Genetic Instruct: Scaling up Synthetic Generation of Coding Instructions for Large Language Models
Somshubra Majumdar, Vahid Noroozi, Mehrzad Samadi, Sean Narenthiran, Aleksander Ficek, Wasi Uddin Ahmad, Jocelyn Huang, Jagadeesh Balam, Boris Ginsburg
TL;DR
Genetic-Instruct introduces an evolutionary-inspired pipeline to generate large-scale synthetic coding instruction datasets using three specialized LLMs: Instructor-LLM for instruction creation, Coder-LLM for code generation, and Judge-LLM for quality assessment. The framework runs in parallel across multiple colonies, employing mutation and crossover, followed by code generation, fitness evaluation, and a decontamination step, yielding over 7.5 million samples from 512 seeds.
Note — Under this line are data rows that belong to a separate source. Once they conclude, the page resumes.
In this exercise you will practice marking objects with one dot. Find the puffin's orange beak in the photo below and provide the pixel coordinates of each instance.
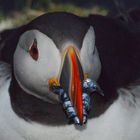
(75, 90)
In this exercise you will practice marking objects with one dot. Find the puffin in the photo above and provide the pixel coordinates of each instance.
(59, 68)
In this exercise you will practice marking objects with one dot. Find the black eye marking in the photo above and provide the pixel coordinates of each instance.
(33, 50)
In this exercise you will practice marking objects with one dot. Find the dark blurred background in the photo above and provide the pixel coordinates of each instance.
(18, 12)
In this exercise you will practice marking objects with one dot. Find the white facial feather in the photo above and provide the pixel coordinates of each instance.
(33, 75)
(89, 55)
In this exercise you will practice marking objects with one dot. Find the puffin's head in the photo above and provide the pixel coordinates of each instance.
(58, 46)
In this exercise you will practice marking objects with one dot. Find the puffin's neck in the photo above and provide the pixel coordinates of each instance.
(31, 108)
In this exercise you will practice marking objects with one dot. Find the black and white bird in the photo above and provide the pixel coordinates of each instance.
(61, 47)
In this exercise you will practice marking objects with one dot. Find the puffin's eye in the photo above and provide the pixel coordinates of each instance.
(33, 50)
Models trained with these synthetic instructions show significant improvements on standard code-generation benchmarks, outperforming several baseline synthetic-generation methods and public datasets. The authors also provide ablations validating the complementary benefits of mutation and crossover and release the dataset to support open-source LLM development.
Abstract
Large Language Models (LLMs) require high quality instruction data for effective alignment, particularly in code generation tasks where expert curated datasets are expensive to produce. We present Genetic-Instruct, a scalable algorithm for synthesizing large-scale, high quality coding instructions using evolutionary principles. Starting from a small set of seed instructions, Genetic-Instruct generates diverse and challenging instruction-code pairs by leveraging an Instructor-LLM for generation, a Coder-LLM for code synthesis, and a Judge-LLM for automatic quality evaluation. Our proposed approach is highly parallelizable and effective even with a small seed data and weaker generator models. We generated more than 7.5 million coding instructions with the proposed approach. Then we evaluated it by fine-tuning LLMs with the synthetic samples and demonstrated a significant improvement in their code generation capability compared to the other synthetic generation approaches and publicly available datasets. Our results highlight the efficiency, scalability, and generalizability of the Genetic-Instruct framework.